Setoodeh does have a point that audiences seem to resist accepting openly gay actors in straight roles. Nathan Lane had a short-lived sitcom in the '90's whose short life may have had something to do with viewers not identifying with his skirt-chasing character, for example. Who knows how many times excellent gay actors have lost leading roles to mediocre straight actors because casting directors decided that the audiences wouldn't accept the gay actor in the role?
Heterosexual audiences seem much more inclined to accept openly heterosexual actors playing gay -- Robin Williams in "Birdcage"; Wesley Snipes, Patrick Swayze, and John Leguizamo in "To Wong Foo"; Jake Gyllenhaal and Heath Ledger in "Brokeback Mountain" -- perhaps because the heterosexual viewer has no vicarious interest in getting sexually involved with the character. Maybe a heterosexual audience mounts defenses against gay actors playing straight romantic leads because they expect the relationship to end in betrayal sooner or later. Certainly the straight audience has less emotional interest in a gay character's love interest than they do in that of a straight character, and therefore a lower standard of what they are willing to accept as believable portrayal of a gay character.

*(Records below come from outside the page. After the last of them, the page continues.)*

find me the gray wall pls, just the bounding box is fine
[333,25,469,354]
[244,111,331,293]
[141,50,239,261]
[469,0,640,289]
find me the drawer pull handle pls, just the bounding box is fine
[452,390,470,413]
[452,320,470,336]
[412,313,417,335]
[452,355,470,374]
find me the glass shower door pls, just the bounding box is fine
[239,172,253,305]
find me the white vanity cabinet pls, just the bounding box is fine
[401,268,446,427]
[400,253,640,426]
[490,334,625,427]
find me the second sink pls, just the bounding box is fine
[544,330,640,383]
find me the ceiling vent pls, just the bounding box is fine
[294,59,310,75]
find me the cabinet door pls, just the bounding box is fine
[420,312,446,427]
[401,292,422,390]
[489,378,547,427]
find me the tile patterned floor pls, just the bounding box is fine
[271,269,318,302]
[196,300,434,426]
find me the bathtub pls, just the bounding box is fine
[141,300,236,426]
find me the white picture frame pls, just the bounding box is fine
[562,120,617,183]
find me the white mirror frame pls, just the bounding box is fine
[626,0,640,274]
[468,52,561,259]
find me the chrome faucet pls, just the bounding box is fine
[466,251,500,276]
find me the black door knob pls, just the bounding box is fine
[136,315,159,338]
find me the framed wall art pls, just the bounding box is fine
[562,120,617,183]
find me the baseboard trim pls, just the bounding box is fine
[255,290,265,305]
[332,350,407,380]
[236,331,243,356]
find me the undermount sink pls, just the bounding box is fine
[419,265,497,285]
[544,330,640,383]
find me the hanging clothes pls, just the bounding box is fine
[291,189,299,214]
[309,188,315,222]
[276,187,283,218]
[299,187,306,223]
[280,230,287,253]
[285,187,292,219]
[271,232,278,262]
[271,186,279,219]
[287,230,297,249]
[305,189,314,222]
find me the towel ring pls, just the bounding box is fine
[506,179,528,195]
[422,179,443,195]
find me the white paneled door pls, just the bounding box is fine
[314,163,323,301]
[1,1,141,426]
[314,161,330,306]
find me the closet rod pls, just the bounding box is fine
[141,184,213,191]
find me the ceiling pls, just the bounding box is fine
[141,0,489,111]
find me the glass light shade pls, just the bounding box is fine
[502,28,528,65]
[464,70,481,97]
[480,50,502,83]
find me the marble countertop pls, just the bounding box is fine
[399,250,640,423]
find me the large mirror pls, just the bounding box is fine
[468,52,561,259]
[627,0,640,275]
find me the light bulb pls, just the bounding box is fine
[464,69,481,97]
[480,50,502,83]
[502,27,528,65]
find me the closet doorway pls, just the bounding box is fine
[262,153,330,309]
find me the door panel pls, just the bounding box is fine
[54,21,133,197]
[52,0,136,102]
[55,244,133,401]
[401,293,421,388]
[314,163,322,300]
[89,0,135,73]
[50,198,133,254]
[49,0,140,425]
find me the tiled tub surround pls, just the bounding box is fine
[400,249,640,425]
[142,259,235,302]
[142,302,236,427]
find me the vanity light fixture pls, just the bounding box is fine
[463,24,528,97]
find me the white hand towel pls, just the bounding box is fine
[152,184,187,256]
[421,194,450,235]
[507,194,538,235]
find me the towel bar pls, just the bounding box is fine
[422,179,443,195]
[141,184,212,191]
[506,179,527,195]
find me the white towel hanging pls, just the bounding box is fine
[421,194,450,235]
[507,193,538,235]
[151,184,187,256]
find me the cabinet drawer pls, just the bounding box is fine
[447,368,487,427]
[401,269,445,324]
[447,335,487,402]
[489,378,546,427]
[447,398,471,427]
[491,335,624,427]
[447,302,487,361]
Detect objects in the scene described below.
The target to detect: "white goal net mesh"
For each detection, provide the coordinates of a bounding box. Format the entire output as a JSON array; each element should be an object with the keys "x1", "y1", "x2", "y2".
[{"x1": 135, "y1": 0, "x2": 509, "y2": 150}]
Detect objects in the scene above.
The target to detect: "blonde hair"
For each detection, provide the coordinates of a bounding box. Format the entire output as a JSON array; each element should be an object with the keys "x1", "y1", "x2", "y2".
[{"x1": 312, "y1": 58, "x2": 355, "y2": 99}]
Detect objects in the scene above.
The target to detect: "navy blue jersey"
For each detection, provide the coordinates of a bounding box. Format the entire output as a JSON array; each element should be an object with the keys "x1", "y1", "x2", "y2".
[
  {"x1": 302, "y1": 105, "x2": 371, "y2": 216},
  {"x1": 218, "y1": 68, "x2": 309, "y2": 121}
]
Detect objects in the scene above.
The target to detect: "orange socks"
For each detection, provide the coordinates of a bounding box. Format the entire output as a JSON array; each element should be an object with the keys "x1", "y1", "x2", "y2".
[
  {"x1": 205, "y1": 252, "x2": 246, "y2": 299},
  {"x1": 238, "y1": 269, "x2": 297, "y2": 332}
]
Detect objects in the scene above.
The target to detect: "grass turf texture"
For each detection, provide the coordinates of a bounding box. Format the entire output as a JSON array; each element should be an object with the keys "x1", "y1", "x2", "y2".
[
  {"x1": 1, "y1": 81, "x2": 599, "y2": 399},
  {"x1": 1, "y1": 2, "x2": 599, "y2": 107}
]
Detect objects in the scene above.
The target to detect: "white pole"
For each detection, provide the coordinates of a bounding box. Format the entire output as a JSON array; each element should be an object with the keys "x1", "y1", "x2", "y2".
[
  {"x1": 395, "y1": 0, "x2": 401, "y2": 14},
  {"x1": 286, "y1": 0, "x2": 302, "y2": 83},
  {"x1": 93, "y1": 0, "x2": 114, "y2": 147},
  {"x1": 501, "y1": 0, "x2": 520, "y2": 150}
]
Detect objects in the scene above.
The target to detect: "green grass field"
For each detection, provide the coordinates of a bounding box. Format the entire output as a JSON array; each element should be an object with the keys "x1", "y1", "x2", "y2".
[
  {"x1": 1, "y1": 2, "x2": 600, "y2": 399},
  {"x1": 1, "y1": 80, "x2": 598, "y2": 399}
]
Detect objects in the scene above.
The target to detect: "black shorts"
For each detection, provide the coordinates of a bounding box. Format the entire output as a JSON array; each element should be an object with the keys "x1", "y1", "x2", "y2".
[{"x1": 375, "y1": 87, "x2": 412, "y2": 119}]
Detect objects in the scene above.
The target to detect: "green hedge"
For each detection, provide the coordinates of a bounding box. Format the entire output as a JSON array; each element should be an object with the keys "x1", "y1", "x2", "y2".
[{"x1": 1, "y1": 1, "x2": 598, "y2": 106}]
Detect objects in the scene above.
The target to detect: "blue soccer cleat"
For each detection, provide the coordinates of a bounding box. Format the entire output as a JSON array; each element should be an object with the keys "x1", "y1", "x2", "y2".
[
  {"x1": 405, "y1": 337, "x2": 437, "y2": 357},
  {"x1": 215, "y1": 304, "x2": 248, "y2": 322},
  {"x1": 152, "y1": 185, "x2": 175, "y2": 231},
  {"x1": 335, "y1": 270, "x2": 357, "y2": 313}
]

It's an interesting facet of a larger question, really. It fits alongside the controversy over whether white actors can play non-white characters — even whether it's ethical for a non-handicapped actor to play a handicapped character.
Can Laurence Fishburne play Big Daddy in "Cat on a Hot Tin Roof"? Could Jackie Mason pull off the role of Thomas More in "A Man for All Seasons"? Would audiences accept Aziz Ansari as Tony in "West Side Story"? Or would they rather watch Hayden Christensen as Othello?